Subsequent to March, 1976, I had occasion to send further correspondence with regard to his disability. That was on 15 February 1978. The letter dated 15 February 1978 says that I confirm a conversation with the insurance company, Provident Life and Accident Insurance Company, of that date, February 15, 1978, and it indicates that I consider Mr. Humphries permanently disabled because of his severe lung disease. The last physician statement was dated August 8, 1977, again stating that he was permanently disabled.

It is well established that if an objection is not made when a question is asked and the answer given, the right to have that evidence excluded on appeal is waived. Johnson v. Lamb, 273 N.C. 701, 161 S.E.2d 131 (1968). Moreover, Dr. Saltzman testified: "I think that [Humphries] was significantly disabled at the time of my assessment [on 19 September 1977]." And, Humphries testified that just prior to retirement, he could not walk from one end of the weave room *59 to the other without having to rest; that he had to rest when climbing as few as five steps in his trailer; and that he could only sleep an hour and a half at a time because of his congestion. Given the expert testimony in the record and Humphries' own testimony about his physical condition, the Industrial Commission had before it competent evidence to support its finding that Humphries was permanently disabled.

The evidence presented, then, supports the Commission's findings that Humphries' disease was caused by the conditions of his employment and that this occupational disease was sufficiently severe to permanently disable him.
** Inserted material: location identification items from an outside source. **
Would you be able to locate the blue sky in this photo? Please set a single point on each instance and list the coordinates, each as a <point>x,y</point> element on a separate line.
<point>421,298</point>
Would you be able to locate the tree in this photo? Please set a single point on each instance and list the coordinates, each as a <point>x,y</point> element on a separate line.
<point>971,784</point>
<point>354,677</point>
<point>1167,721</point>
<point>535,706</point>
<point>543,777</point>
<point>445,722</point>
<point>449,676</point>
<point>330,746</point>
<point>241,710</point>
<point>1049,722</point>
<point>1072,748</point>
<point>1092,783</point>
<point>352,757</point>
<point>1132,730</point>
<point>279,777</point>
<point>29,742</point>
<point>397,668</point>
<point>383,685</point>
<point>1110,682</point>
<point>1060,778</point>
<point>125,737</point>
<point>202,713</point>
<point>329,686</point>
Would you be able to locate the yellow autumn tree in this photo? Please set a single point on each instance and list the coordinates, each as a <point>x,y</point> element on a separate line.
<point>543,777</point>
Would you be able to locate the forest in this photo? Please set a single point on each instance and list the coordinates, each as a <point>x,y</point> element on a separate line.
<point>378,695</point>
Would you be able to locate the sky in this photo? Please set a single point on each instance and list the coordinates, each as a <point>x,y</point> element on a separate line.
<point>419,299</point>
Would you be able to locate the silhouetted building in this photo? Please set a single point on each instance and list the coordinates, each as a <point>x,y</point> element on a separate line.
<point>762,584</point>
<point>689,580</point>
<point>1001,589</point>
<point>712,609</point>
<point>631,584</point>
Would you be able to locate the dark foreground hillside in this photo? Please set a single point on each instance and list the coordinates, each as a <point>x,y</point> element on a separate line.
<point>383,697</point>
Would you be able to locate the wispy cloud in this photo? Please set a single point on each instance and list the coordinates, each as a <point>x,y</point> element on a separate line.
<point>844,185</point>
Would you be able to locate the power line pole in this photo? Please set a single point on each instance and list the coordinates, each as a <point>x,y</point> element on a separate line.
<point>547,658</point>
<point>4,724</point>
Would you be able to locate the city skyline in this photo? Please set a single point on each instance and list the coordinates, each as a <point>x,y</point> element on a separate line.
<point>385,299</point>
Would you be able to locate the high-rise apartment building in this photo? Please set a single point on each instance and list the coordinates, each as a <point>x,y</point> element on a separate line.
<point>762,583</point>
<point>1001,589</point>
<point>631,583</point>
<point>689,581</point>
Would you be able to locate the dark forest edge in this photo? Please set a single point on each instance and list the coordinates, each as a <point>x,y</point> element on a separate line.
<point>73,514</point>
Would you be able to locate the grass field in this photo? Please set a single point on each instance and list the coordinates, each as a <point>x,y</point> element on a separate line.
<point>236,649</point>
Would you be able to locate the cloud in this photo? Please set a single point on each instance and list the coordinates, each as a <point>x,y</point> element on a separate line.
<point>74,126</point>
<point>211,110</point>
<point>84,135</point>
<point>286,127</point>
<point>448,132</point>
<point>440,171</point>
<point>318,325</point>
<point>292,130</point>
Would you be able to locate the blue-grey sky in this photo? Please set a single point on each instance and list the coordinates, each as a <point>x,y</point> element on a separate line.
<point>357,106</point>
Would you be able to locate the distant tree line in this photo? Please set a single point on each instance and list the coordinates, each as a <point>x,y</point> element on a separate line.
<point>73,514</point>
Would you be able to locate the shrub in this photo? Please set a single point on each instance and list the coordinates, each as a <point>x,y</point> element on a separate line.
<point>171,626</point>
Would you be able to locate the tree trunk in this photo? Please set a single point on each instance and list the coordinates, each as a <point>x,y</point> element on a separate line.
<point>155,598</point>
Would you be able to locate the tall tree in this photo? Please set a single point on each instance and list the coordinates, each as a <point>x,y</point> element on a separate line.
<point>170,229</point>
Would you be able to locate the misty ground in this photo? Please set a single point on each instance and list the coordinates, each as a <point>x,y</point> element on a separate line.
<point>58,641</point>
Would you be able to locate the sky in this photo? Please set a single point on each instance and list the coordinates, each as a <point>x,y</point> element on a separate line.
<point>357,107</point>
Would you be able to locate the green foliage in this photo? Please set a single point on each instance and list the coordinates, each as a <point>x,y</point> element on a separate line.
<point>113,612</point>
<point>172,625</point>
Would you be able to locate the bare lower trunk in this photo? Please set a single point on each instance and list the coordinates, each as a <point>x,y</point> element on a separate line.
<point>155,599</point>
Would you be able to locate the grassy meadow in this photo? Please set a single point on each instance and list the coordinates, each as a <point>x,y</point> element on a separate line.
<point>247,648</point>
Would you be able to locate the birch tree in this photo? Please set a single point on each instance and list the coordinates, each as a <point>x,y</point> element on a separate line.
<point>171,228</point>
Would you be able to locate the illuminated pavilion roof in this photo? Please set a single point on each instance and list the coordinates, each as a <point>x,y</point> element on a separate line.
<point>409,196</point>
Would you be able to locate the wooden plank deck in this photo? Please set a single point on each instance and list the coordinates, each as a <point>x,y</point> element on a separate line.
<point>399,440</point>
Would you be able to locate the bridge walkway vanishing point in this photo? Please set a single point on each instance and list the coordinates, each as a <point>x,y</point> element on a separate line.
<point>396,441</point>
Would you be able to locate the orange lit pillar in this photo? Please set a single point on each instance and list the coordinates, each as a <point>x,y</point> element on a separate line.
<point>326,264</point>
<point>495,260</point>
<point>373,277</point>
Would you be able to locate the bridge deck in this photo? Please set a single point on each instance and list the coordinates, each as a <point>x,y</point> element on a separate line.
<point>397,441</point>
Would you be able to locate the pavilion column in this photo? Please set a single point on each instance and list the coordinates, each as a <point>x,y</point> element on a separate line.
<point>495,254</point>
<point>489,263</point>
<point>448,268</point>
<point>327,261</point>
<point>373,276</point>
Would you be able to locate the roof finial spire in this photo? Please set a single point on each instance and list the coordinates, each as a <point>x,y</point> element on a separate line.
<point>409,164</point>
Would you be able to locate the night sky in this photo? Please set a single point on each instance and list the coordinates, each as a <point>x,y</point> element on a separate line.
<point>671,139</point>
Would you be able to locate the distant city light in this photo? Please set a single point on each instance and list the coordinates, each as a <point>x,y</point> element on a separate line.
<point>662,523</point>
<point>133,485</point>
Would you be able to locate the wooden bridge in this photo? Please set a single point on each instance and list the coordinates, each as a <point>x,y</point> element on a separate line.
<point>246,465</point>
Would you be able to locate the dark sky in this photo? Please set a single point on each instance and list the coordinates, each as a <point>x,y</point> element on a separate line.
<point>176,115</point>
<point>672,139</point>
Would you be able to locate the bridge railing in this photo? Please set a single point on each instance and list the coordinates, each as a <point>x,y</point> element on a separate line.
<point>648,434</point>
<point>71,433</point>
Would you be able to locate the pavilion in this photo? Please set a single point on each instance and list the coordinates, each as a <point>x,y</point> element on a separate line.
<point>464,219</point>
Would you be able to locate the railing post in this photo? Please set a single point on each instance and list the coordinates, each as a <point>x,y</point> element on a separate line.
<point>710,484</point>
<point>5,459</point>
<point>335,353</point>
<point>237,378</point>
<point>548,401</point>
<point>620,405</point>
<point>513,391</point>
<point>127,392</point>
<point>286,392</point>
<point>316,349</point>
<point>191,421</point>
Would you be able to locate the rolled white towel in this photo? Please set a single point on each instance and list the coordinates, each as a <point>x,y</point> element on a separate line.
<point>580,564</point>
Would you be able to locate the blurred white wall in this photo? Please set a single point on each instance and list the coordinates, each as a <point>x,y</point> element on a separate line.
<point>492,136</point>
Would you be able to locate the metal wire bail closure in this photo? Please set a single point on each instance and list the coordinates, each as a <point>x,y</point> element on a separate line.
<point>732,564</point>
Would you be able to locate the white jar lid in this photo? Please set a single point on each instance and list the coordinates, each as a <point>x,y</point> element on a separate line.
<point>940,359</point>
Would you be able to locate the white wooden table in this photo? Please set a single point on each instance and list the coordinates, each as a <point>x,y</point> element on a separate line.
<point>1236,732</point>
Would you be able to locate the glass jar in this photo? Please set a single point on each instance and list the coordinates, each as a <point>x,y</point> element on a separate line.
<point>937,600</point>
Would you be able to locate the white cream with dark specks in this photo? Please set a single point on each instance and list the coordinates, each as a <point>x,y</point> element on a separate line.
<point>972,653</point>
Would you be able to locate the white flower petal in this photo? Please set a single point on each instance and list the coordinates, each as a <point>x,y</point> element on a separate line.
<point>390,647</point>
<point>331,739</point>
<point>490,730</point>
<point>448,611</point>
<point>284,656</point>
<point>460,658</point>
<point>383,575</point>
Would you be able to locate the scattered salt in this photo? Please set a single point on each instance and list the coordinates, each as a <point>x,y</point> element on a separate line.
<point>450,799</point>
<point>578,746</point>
These findings, taken as true, are competent to support the Commission in concluding as a matter of law that Humphries' disease is compensable under the Workers' Compensation Act and that he is entitled to compensation for permanent and total disability. Based upon this determination, the Opinion and Award of the Industrial Commission are

Affirmed.

ROBERT M. MARTIN and WHICHARD, JJ., concur.